Quelle
Eurer Königlichen Majestät in der Anlage enthaltener huldreicher Ermächtigung gemäß schickte ich zu General Graf Moltke, um das fragliche Schreiben an General Trochu[1] anzuhalten; dasselbe war indes bereits zu den Vorposten abgesandt.
Eure Majestät hatten auf meinen alleruntertänigsten Antrag zu genehmigen geruht, daß von unserer Seite keinerlei Initiative zu Unterhandlungen mit dem Feinde zu ergreifen wären, damit zu dem Eindrucke, daß wir des baldigen Friedens bedürftig wären, und zu den Entstellungen, welche Fälschung und Leichtgläubigkeit daran knüpfen, kein Anlaß gegeben werde. In diesem Sinne deutete ich dem Oberstleutnant von Bronsart[2] heute morgen an, daß der beabsichtigte Schritt mir nicht unbedenklich schiene, glaubte aber ohne jede nähere Kenntnis der Situation einen Widerspruch gegen den beabsichtigten Schritt nicht vorweg erheben zu sollen, indem ich voraussetzte, daß mir die Gelegenheit nicht fehlen würde, Eurer Majestät über eine mein Ressort berührende Angelegenheit selbst Vortrag zu halten, bevor die allerhöchste Entscheidung erfolgte. Ich hielt letztere um so weniger für unmittelbar bevorstehend, als die Nachricht von der Einnahme von Orleans vor Abgang des Schreibens abgewartet werden sollte, eine Nachricht, die mir bis heute nachmittag nicht zugegangen ist. Ich war nicht in Zweifel, daß über Verhandlungen mit der französischen Regierung Eure Majestät mir zuvor mündlichen Vortrag gestatten würden, und hatte deshalb auf meine Diskussion mit dem Oberstleutnant von Bronsart kein entscheidendes Gewicht gelegt, mir vielmehr vorbehalten, meine prinzipiellen und formellen Bedenken nicht bei dem Generalstabe, sondern bei Eurer Majestät geltend zu machen.

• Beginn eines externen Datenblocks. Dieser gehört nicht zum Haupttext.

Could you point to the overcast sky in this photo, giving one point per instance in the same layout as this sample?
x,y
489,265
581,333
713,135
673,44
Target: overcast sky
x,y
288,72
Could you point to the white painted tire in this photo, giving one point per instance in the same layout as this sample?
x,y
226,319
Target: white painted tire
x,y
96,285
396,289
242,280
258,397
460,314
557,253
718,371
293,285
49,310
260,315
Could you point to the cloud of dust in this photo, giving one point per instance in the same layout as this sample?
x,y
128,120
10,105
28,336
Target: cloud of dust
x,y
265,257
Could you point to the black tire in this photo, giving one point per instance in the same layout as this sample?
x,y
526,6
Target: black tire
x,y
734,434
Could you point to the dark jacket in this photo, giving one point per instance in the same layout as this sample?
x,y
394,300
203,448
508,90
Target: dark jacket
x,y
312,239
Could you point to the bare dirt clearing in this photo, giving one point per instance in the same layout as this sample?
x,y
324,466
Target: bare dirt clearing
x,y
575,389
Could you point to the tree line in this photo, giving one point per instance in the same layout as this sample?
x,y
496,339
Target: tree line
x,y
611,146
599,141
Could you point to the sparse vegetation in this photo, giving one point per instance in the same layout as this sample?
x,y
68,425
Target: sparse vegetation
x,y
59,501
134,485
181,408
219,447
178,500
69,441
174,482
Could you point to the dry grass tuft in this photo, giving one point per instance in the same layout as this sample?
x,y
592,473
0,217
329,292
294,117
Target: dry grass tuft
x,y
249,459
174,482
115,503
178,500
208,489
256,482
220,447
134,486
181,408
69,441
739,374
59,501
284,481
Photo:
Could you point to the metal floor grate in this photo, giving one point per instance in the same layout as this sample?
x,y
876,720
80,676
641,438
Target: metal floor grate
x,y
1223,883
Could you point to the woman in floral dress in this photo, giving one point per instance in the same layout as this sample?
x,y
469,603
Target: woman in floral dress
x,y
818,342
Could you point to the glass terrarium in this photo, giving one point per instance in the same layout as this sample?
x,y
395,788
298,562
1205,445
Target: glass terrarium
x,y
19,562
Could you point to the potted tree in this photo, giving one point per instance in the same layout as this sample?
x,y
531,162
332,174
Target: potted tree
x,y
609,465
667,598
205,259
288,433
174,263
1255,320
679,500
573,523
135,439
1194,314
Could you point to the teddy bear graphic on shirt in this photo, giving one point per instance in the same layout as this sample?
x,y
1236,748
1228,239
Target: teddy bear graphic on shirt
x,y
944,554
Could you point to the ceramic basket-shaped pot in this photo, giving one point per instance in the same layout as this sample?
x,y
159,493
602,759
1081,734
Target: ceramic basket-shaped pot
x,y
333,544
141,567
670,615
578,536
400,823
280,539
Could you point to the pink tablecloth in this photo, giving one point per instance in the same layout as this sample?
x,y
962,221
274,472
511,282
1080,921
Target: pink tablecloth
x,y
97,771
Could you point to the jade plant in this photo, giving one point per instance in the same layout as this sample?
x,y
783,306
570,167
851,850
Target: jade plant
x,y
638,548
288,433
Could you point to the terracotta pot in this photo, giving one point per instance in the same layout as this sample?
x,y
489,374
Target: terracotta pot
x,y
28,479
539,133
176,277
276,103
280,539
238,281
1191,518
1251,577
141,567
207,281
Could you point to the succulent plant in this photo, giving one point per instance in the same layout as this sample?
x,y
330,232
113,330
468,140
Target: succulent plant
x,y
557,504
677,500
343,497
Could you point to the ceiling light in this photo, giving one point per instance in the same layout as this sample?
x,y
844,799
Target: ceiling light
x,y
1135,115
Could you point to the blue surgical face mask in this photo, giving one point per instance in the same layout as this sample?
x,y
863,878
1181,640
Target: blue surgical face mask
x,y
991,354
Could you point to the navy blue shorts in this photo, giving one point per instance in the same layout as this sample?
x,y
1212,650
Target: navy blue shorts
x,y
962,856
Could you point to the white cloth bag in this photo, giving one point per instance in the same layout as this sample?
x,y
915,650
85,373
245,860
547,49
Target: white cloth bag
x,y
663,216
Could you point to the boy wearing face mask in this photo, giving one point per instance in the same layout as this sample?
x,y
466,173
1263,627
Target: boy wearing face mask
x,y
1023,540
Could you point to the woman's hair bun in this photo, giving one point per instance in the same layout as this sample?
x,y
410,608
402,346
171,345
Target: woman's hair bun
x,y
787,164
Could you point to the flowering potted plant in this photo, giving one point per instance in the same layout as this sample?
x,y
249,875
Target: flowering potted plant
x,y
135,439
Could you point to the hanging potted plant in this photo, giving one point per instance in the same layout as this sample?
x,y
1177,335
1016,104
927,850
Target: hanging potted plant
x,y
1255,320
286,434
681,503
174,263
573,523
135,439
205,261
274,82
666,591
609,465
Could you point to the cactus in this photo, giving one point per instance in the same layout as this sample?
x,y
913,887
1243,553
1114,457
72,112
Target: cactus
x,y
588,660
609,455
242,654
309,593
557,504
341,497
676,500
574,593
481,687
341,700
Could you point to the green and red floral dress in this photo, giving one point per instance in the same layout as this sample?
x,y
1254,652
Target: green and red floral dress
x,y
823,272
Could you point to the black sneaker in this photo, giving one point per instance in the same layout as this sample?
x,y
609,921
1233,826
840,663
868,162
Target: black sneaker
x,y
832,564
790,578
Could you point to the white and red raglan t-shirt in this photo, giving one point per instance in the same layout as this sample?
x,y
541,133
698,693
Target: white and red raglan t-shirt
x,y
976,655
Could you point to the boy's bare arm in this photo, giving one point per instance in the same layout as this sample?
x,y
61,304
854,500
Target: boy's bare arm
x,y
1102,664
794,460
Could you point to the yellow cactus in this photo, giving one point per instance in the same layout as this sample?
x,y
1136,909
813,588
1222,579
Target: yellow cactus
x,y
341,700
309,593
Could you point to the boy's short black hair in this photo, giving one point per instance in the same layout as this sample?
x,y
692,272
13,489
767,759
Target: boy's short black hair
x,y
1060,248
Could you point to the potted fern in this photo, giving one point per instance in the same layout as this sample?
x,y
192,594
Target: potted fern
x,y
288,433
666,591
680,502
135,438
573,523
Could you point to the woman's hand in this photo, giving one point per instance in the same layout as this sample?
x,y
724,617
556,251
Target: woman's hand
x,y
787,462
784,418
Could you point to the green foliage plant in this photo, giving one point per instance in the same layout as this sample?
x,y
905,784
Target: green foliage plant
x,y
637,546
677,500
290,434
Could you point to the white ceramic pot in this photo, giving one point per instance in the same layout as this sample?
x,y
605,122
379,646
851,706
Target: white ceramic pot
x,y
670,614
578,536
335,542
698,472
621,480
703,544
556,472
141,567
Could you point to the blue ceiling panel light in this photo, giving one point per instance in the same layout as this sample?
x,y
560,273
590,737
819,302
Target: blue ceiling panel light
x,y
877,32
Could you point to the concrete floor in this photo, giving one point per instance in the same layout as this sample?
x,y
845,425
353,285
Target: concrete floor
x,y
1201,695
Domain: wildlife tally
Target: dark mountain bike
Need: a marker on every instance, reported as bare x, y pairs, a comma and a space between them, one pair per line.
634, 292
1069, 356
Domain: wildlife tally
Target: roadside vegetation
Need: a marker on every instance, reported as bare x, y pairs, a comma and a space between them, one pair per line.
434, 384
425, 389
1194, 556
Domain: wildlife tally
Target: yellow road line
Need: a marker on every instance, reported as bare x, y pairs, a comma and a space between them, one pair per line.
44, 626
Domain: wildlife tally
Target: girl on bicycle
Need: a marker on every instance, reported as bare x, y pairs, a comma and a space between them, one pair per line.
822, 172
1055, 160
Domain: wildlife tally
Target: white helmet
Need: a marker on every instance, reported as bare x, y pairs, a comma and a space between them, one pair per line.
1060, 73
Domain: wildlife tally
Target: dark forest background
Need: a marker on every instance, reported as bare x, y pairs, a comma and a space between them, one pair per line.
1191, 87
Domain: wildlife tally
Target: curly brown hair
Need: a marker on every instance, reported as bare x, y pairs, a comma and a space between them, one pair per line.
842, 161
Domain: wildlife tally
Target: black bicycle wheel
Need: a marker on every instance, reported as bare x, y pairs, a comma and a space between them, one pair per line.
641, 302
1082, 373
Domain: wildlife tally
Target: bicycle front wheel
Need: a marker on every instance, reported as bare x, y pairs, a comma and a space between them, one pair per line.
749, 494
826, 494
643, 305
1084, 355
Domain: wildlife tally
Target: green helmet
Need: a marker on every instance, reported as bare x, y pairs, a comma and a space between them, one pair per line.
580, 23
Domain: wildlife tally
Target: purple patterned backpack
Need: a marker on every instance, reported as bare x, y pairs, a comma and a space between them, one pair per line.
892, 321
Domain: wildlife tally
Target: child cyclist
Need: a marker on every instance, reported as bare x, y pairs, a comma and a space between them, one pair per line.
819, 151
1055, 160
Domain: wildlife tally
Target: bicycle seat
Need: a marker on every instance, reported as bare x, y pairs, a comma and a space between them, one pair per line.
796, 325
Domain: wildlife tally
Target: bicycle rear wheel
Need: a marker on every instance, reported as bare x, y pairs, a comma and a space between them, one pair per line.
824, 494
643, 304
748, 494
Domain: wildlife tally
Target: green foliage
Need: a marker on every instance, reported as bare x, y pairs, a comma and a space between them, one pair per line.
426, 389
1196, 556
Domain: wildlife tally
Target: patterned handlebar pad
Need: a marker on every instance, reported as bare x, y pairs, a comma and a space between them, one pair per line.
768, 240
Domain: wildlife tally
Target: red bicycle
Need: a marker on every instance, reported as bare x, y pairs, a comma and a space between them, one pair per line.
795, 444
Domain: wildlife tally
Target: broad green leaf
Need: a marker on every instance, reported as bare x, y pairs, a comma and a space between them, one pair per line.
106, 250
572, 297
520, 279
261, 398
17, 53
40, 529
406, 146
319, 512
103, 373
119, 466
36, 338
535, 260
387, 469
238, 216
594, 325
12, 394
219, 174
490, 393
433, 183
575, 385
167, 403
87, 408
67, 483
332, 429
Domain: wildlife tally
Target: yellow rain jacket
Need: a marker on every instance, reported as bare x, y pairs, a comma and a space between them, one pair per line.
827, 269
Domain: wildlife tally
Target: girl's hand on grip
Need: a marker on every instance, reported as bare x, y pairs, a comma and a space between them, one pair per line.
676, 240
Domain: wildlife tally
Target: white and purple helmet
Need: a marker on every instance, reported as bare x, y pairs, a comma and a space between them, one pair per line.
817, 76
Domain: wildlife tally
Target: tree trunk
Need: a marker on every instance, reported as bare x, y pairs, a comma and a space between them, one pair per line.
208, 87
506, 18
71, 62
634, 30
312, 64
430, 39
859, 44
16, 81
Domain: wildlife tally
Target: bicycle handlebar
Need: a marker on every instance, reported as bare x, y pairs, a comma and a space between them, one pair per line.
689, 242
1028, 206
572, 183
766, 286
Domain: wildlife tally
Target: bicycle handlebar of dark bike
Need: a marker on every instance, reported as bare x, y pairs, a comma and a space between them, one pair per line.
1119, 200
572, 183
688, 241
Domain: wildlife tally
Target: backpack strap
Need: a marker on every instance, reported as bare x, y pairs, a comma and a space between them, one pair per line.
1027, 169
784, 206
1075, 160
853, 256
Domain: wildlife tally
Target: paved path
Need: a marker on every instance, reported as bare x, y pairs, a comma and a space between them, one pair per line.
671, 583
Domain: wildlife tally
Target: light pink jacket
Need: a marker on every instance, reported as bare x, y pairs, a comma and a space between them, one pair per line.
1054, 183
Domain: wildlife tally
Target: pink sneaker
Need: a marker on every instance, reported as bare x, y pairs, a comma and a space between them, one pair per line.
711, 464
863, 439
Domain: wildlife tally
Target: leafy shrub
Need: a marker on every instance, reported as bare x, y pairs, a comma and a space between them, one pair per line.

Prinzipiell war ich mit dem Schritte überhaupt nicht einverstanden, weil jede deutsche Initiative für Verhandlungen in Paris falsch verstanden und gemißbraucht wird, und weil ich glaube, daß der jetzigen französischen Regierung entgegenkommende Eröffnungen von militärischer Seite so lange nicht gemacht werden sollten, als sie sich über ihre Stellung zu den mit Bruch des Ehrenworts desertierten Offizieren nicht erklärt hat. Formell hatte ich eine andere Fassung, namentlich aber den Gebrauch der deutschen Sprache bei Eurer Majestät beantragen wollen. Ich werde mir bei anderem Anlasse gestatten, dies generell alleruntertänigst in Anregung zu bringen, da die deutschen Offiziere und Beamten sich stets im Nachteile befinden, wenn sie bei Korrespondenzen mit dem Feinde, der seine eigene Sprache notwendig besser beherrschen muß, sich der letzteren amtlich bedienen sollen.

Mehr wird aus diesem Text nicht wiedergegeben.